= Basheer Nafi =

Palestinian-born British researcher

Basheer Musa Nafi (Arabic: بشير نافع) is Palestinian-born, living in the United Kingdom. Nafi is a Professor of Middle East History and a Senior Researcher at Al Jazeera Centre for Studies.

==Early life==
Nafi was born in the Rafah refugee camp in Gaza. After the 1967 war, he moved to Jordan to live with his uncle and complete high school. In 1971, Nafi moved to Egypt to study veterinary medicine. Nafi moved to the UK to undertake postgraduate study at King's College.

==Career==
Nafi holds two PhDs, the first in microbiology from King's College, University of London (1987) and the second in political history from the University of Reading (1996).

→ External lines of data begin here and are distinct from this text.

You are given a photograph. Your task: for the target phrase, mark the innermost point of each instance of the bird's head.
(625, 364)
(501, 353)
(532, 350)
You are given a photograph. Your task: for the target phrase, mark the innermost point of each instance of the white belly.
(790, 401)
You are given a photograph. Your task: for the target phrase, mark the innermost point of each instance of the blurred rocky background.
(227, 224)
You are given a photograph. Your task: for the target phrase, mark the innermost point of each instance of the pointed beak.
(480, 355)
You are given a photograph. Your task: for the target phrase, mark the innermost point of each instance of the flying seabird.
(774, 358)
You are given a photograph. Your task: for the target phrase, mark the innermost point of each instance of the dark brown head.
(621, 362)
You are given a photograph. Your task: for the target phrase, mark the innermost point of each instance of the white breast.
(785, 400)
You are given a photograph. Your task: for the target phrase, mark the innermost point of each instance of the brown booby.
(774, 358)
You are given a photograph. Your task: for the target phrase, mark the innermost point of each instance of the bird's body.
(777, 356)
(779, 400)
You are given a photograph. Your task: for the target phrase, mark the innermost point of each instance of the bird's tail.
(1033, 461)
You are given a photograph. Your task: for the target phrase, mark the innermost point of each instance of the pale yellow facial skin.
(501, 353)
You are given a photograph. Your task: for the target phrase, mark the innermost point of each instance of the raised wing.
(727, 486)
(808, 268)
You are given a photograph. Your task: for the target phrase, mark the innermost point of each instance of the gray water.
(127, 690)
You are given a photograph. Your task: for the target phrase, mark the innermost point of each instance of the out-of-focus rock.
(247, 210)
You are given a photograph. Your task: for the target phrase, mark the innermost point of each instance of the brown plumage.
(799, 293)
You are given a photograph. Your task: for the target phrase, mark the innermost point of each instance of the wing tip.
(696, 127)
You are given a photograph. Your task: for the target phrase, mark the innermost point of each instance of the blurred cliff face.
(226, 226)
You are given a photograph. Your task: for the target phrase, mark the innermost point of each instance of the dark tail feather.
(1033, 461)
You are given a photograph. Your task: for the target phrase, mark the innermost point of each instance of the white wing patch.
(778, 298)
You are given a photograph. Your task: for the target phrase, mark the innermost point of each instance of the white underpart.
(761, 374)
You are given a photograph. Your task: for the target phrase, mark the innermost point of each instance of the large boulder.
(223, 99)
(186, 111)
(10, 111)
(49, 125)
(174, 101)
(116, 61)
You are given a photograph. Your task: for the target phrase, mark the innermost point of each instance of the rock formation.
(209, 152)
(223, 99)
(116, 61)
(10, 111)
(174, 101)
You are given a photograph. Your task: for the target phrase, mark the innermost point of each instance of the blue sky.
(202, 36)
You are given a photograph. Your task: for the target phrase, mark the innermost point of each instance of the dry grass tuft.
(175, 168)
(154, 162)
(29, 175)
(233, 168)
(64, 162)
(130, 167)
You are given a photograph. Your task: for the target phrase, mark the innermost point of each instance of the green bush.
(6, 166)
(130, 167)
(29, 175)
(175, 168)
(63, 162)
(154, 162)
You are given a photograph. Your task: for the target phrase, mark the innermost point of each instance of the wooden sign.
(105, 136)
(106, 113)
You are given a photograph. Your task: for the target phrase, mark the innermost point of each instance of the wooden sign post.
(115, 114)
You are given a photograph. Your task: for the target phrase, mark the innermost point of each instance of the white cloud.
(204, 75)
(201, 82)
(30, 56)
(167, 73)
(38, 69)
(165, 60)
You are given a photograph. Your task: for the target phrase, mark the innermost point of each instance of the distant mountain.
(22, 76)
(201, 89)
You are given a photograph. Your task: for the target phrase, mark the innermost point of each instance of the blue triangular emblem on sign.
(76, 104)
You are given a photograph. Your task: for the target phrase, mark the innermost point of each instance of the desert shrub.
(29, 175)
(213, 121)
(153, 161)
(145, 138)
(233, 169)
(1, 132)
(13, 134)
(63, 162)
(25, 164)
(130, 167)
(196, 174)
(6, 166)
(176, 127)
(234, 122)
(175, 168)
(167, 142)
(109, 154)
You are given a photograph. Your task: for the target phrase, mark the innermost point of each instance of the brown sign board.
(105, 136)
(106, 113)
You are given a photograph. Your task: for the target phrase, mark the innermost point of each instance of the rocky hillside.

The second was published as a book in 1998, titled Arabism, Islamism and the Palestine Question, 1908-1941: A Political History.

He taught Islamic history and Islamic studies at Birkbeck College of the University of London, the Muslim College, and Markefield Institute of High Education.

==Books==
- Arabism, Islamism and the Palestine Question, 1908–1941: A Political History, Ithaca Press, Reading, 1998.
- Imperialism, Zionism and Palestinian Nationalism (in Arabic), Cairo, Dar al-Shuruq, 1999.
- The Rise and Decline of the Arab-Islamic Reform Movement, London, ICIT Papers, 2000.
- Islamic Thought in the Twentieth Century (co-editor; in association with S. Taji-Farouki), London, I. B. Tauris, 2004.
- The Palestinian strategic Report: 2005 (co-editor; in association with Muhsin Salih; in English and Arabic), Beirut, al-Zaytouna Centre for Studies, 2006.
- Iraq: Contexts of Unity and Disintegration. A Reading in Sunnism, Shi‘ism, and the Arab Identity (in Arabic), Cairo, Dar al-Shuruq, 2006.
- The Islamists (in Arabic), Beirut, al-Dar al-‘Arabiyya, 2010.
- On the Emergence and Triumph of Ahl al-Sunna Wal-Jama'a, 2023.